Once I found out I had cancer I just wanted to find out what I needed to do to be done with this. I had no time in my life to have cancer. My doctor told me it would be about a year-long process of radiation and chemo, surgery, more chemo, more surgery and then I would be cured.


WhatNext is a fantastic website. I had just happened upon it. I was on the American Cancer Society looking for information about FOLFOX and what the side effects were going to be for that chemo agent and I happened to see, "Chat with people who have been through what you have," and when you have cancer, there are lots of people that want to be supportive to you. But until you start talking to people who have really been there and done that, the rest of your friends, they just don't understand.
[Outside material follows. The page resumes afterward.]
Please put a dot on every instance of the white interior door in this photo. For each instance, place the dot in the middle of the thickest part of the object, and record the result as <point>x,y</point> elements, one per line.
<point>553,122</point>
WhatNext enabled me to connect with people who are going through the exact same thing I am. So I was able to connect with people who are just a couple weeks ahead of me in the treatment. So they were explaining to me what was going to happen before it happened. They could do it better than my physician or my nurses and then I was happy to give the support back to people who were just behind me, cheering them on because I had people in front of me cheering me on. It's a fantastic website. I can ask any question. No matter how minute the detail is, there's always somebody there's going to answer it.

Patient Doctor Relationship

I was very fortunate with my oncologist. I don't know if it was because of my age, I'm really young to have colorectal cancer, or what it was, but I had a very special connection with my oncologist. He would come and see me and talk to me like a real person. He made me feel very comfortable with the treatment I was receiving at UPMC Passavant. I could have went to one of the major cancer centers in the area, but I opted to go to a local community hospital and even though I was receiving care at the community hospital, I knew that I was getting the same care that I would if I went to one of the larger cancer centers. He took time to answer all of my questions. His nurses were fantastic. I never hesitated to call and he really cheered me on throughout the process. He was also very concerned about all of my side effects and really wanted me to call him anytime one of the side effects was bothering me. I'm really glad that I had my oncologist that I had.